Fig. 1 shows an implementation process of rotation-invariant face detection provided in an embodiment of the present invention, which is detailed as follows:
s1, constructing and training a cascaded multilayer convolutional neural network;
s2, inputting a test image, generating an image set with different resolutions in an image pyramid mode, and then sending the image set into the cascaded multilayer convolutional neural network to start detection;
s3, filtering out partial non-face windows in each level of network, adjusting the positions of the candidate frames according to the frame regression result, and simultaneously predicting the rotation angle of the face;
and S4, registering through image overturning operation according to the predicted rotation angle.
The cascaded multilayer convolutional neural network adopts a three-layer cascaded architecture design, each stage is composed of a shallow convolutional neural network, the human face detection, the angle recognition and the key point positioning tasks are completed simultaneously, and good effects are achieved in the aspects of speed and precision.
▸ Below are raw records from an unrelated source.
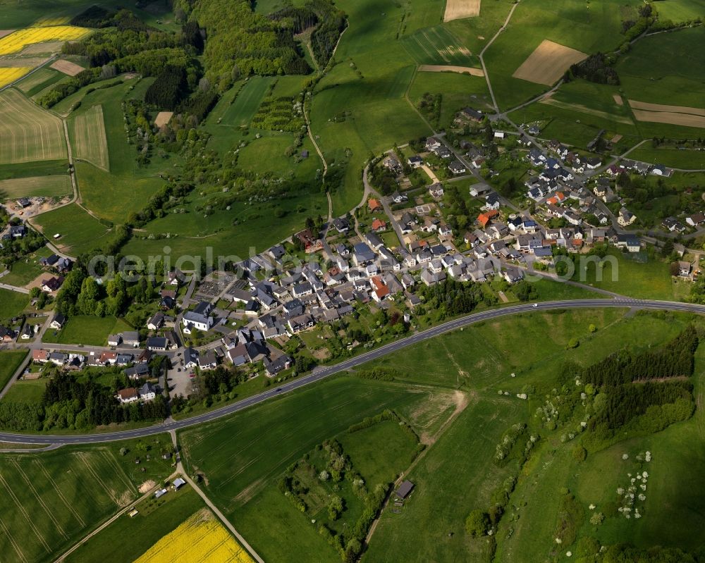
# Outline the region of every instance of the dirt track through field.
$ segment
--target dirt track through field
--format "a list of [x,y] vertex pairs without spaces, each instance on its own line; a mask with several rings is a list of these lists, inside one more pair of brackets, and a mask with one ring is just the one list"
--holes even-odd
[[61,120],[17,90],[0,94],[0,163],[66,158]]
[[646,111],[666,111],[673,113],[687,113],[690,116],[705,116],[705,109],[689,108],[687,106],[666,106],[663,104],[649,104],[646,101],[629,100],[629,105],[634,109],[644,109]]
[[75,157],[108,171],[108,140],[105,135],[102,106],[94,106],[73,121]]
[[593,109],[580,104],[568,104],[565,101],[554,99],[550,96],[543,98],[539,101],[539,104],[545,104],[547,106],[553,106],[561,109],[567,109],[570,111],[579,111],[581,113],[587,113],[589,116],[608,119],[611,121],[616,121],[618,123],[625,123],[625,125],[634,125],[632,120],[624,116],[618,116],[614,113],[609,113],[606,111],[600,111],[599,109]]
[[480,0],[446,0],[444,22],[480,15]]
[[639,121],[651,121],[654,123],[669,123],[672,125],[683,127],[705,128],[705,116],[692,116],[688,113],[676,113],[672,111],[645,111],[643,109],[632,109],[634,116]]
[[471,66],[453,66],[452,65],[419,65],[419,70],[424,73],[458,73],[473,76],[484,76],[482,68]]
[[587,58],[587,55],[575,49],[544,39],[512,76],[534,84],[551,86],[571,65]]

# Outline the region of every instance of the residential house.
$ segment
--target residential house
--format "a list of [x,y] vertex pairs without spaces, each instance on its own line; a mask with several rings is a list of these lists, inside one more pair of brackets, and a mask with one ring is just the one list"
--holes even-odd
[[147,328],[150,330],[158,330],[164,323],[164,315],[163,313],[157,312],[149,321],[147,321]]
[[448,169],[453,174],[462,174],[467,171],[465,165],[458,160],[454,160],[448,165]]
[[140,400],[140,395],[137,392],[137,389],[134,387],[128,387],[127,389],[121,389],[118,391],[118,394],[116,395],[116,397],[123,404],[135,402]]
[[623,207],[619,210],[619,215],[617,217],[617,223],[621,225],[623,227],[626,227],[627,225],[631,225],[636,221],[637,217],[631,211],[630,211],[626,207]]
[[636,235],[618,234],[615,246],[617,248],[625,248],[630,252],[638,252],[642,249],[642,245]]
[[61,313],[57,313],[54,316],[54,319],[51,321],[51,324],[49,325],[52,328],[56,328],[57,330],[60,330],[63,328],[63,326],[66,323],[66,317],[65,315],[62,315]]
[[142,401],[151,401],[157,397],[157,390],[149,381],[145,381],[145,384],[137,390],[137,395]]

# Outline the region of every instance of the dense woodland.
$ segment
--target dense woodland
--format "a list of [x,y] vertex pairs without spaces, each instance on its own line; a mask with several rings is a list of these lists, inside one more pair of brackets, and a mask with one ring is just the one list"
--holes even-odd
[[[157,363],[162,361],[157,359]],[[160,369],[157,365],[155,371]],[[97,381],[98,375],[89,371],[85,377],[77,377],[56,369],[40,404],[0,403],[0,426],[13,431],[90,430],[111,423],[163,420],[168,416],[166,402],[161,395],[145,403],[121,405],[116,392],[133,386],[134,382],[116,371],[109,386]]]

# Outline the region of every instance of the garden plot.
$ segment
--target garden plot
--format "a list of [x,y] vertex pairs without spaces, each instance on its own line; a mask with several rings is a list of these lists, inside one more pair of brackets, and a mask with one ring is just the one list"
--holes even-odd
[[544,39],[512,76],[534,84],[551,86],[571,65],[587,58],[587,55],[575,49]]

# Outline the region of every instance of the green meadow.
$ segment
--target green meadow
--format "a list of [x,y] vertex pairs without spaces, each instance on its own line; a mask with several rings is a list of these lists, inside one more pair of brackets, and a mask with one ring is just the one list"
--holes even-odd
[[48,329],[43,341],[56,344],[106,346],[109,335],[132,330],[134,330],[133,327],[124,321],[113,316],[72,316],[61,330]]
[[[339,555],[277,488],[278,478],[316,444],[350,424],[386,408],[420,406],[428,397],[427,390],[338,378],[187,430],[180,441],[188,470],[203,474],[207,494],[263,558],[303,560],[315,553],[317,561],[332,563]],[[354,441],[352,451],[362,455],[367,446]]]
[[484,55],[500,108],[515,106],[548,89],[512,78],[544,39],[588,54],[616,48],[622,40],[620,6],[623,4],[618,0],[587,4],[572,0],[523,0]]
[[[137,443],[64,447],[51,452],[3,454],[0,459],[0,551],[8,562],[51,562],[104,520],[137,497],[147,479],[171,473],[158,454],[154,438],[148,447],[154,457],[137,471]],[[125,455],[121,448],[128,450]],[[149,451],[149,450],[147,450]],[[144,457],[144,454],[140,454]],[[114,548],[114,545],[112,546]]]

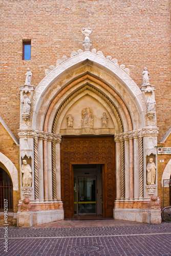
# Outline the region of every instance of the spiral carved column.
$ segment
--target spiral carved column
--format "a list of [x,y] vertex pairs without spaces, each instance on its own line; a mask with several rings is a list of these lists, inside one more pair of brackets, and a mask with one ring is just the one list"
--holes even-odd
[[38,195],[38,138],[34,138],[34,194],[35,199],[39,199]]
[[143,137],[140,134],[138,137],[138,150],[139,156],[139,198],[143,197]]
[[120,136],[120,146],[121,146],[121,198],[124,198],[125,196],[125,185],[124,185],[124,140],[122,136]]
[[57,199],[56,194],[56,143],[52,141],[52,188],[53,199]]

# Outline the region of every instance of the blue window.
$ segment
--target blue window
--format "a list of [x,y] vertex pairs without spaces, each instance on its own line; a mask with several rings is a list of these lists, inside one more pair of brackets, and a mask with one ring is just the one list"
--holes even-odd
[[31,41],[23,42],[23,59],[31,59]]

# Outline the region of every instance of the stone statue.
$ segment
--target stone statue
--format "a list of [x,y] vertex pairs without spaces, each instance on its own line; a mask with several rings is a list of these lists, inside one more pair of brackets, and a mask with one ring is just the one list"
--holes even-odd
[[73,128],[73,122],[74,122],[74,117],[69,114],[67,116],[67,122],[68,122],[68,127]]
[[27,70],[27,72],[26,74],[26,79],[25,84],[27,84],[28,86],[30,86],[32,73],[30,71],[30,69],[28,68]]
[[82,126],[92,126],[93,125],[93,111],[90,108],[86,108],[82,110]]
[[29,164],[27,163],[27,161],[23,160],[21,169],[22,175],[22,182],[23,187],[31,187],[32,182],[32,170]]
[[29,115],[31,102],[26,94],[24,95],[23,99],[21,101],[21,102],[23,104],[23,114]]
[[102,121],[102,127],[103,128],[106,128],[108,125],[108,116],[105,112],[103,112],[103,115],[101,117]]
[[84,27],[81,29],[81,31],[85,36],[84,40],[83,41],[82,49],[84,51],[91,51],[92,46],[89,36],[92,33],[92,30],[88,27]]
[[142,72],[142,77],[143,77],[143,86],[149,86],[150,83],[149,82],[149,73],[147,71],[147,68],[145,67],[144,70]]
[[156,105],[156,101],[150,97],[147,99],[147,113],[154,112],[155,111],[155,108]]
[[156,166],[153,162],[153,158],[149,158],[146,166],[147,171],[147,185],[154,185],[155,183]]

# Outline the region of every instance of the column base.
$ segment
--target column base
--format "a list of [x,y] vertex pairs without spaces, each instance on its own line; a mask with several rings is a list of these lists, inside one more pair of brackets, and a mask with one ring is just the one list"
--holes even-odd
[[113,218],[115,220],[136,221],[149,224],[161,224],[160,209],[114,208]]

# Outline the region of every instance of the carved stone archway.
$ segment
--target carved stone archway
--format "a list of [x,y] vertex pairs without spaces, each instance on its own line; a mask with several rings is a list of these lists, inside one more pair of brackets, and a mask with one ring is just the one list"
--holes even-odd
[[[63,58],[33,93],[30,120],[25,122],[21,116],[20,142],[23,144],[27,138],[33,156],[32,198],[37,220],[41,215],[45,217],[47,210],[54,210],[57,216],[54,218],[58,219],[63,218],[60,127],[67,111],[86,94],[103,102],[105,110],[111,112],[115,129],[110,134],[114,136],[116,153],[115,218],[125,219],[127,208],[130,220],[134,220],[135,215],[146,216],[146,210],[142,209],[146,208],[150,197],[145,186],[146,160],[151,154],[157,158],[154,146],[158,129],[155,122],[147,122],[144,95],[125,69],[98,52],[79,51],[69,59]],[[93,130],[89,135],[95,134]],[[102,130],[99,130],[96,134],[103,135]],[[68,131],[65,134],[76,135]],[[81,131],[80,135],[82,134]],[[141,211],[135,213],[131,211],[133,208]]]

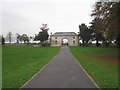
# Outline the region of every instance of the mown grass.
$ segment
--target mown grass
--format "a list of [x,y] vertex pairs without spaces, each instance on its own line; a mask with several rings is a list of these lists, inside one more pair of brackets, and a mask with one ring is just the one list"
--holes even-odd
[[[70,47],[72,54],[100,88],[118,88],[118,49]],[[94,58],[95,57],[95,58]],[[111,59],[111,61],[109,60]],[[106,60],[108,59],[108,60]]]
[[4,46],[2,87],[19,88],[47,64],[60,47]]

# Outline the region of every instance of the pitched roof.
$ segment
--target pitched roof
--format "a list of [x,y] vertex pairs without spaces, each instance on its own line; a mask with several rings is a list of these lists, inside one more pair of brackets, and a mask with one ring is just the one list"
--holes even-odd
[[56,32],[53,36],[76,36],[75,32]]

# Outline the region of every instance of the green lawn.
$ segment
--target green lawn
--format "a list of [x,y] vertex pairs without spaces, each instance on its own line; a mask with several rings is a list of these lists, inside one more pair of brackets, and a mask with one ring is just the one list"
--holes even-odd
[[70,47],[72,54],[101,88],[118,88],[118,49]]
[[20,47],[3,48],[3,88],[19,88],[47,64],[60,47]]

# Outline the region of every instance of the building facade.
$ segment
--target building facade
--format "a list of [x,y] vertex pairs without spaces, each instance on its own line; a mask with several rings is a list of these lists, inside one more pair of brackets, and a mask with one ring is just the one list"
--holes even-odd
[[62,46],[63,39],[67,39],[68,46],[78,46],[78,35],[75,32],[56,32],[50,36],[51,46]]

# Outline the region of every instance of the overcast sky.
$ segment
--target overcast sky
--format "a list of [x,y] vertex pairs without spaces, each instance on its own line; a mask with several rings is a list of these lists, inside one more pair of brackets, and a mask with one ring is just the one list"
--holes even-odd
[[3,0],[0,2],[0,29],[3,35],[26,33],[34,36],[47,23],[49,33],[78,32],[89,25],[95,0]]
Further, step S1 is to construct and train a multi-task convolutional neural network based on a three-layer cascade architecture by using the relevance among the multiple tasks and combining face detection, angle recognition and key point positioning tasks, and the specific implementation steps are as follows:
the network structure diagrams of the first-level network, the second-level network and the third-level network are respectively shown in fig. 2, fig. 3 and fig. 4. The rotation invariant face detection is decomposed into a face/non-face binary classification problem, a face angle identification problem and a face candidate frame regression problem, namely whether an input image is a face or not is judged, and an output result of a detection frame is enabled to be infinitely close to a true value of the input image. Specifically, the method comprises the following steps:
A. as shown in fig. 2, the network structure of the first-level network is, from top to bottom: the first layer, convolutional layer, with convolutional kernel size of 3 × 3 and convolutional kernel number of 16; the second layer is a maximum pooling layer, and the pooling interval is 2 multiplied by 2; the third layer, convolution kernel size is 3 x 3, convolution kernel number is 32; the fourth layer, convolution kernel size is 3 x 3, convolution kernel number is 64; the fifth layer is divided into four sublayers which are respectively connected with the fourth layer in series, the four sublayers are convolution layers, the convolution kernel is 1 multiplied by 1, and the used supervision information is respectively as follows: face and non-face two-classification information, face position information and face key point position information;
B. as shown in fig. 3, the network structure of the second-level network is, from top to bottom: the first layer, convolutional layer, with convolutional kernel size of 3 × 3 and convolutional kernel number of 24; the second layer is a maximum pooling layer, and the pooling interval is 3 multiplied by 3; the third layer, convolution kernel size is 3 x 3, convolution kernel number is 48; the fourth layer is a maximum pooling layer, and the pooling interval is 3 multiplied by 3; the fifth layer, convolution kernel size is 2 x 2, convolution kernel number is 96; the sixth layer is a full connection layer, and the number of neurons is 196; the seventh layer is divided into four sublayers which are respectively connected with the sixth layer in series, the four sublayers are all connected layers, and the used monitoring information is respectively as follows: face and non-face two-classification information, face position information and face key point position information;
C. as shown in fig. 4, the network structure of the third-level network is, from top to bottom: the first layer, convolutional layer, with convolutional kernel size of 3 × 3 and convolutional kernel number of 24; the second layer is a maximum pooling layer, and the pooling interval is 3 multiplied by 3; the third layer, convolution kernel size is 3 x 3, convolution kernel number is 48; the fourth layer is a maximum pooling layer, and the pooling interval is 3 multiplied by 3; the fifth layer, convolution kernel size is 2 x 2, convolution kernel number is 96; the sixth layer is a maximum pooling layer, and the pooling interval is 2 multiplied by 2; a seventh layer, convolutional layer, with convolutional kernel size of 2 × 2 and number of convolutional kernels of 192; the eighth layer is a full connection layer, and the number of the neurons is 254; the ninth layer is divided into three sublayers which are respectively connected with the eighth layer in series, the four sublayers are all connected layers, and the used supervision information is respectively as follows: face and non-face two-classification information, face position information and face key point position information;
D. in the testing stage, the first-level network and the second-level network only output judgment results f of the human face and the non-human face, the displacement t of the human face candidate frame and the human face direction g, and the third-level network only outputs the judgment results f of the human face and the non-human face, the displacement t of the human face candidate frame and the human face key point position p;
E. when the convolutional neural network is trained, a random gradient descent algorithm is used, a cross entropy function is used for calculating the loss of a face/non-face two-classification task, and the loss is shown in a calculation formula (1):
L cls =ylog f+(1-y)log(1-f) (1)
where y represents the true face classification result.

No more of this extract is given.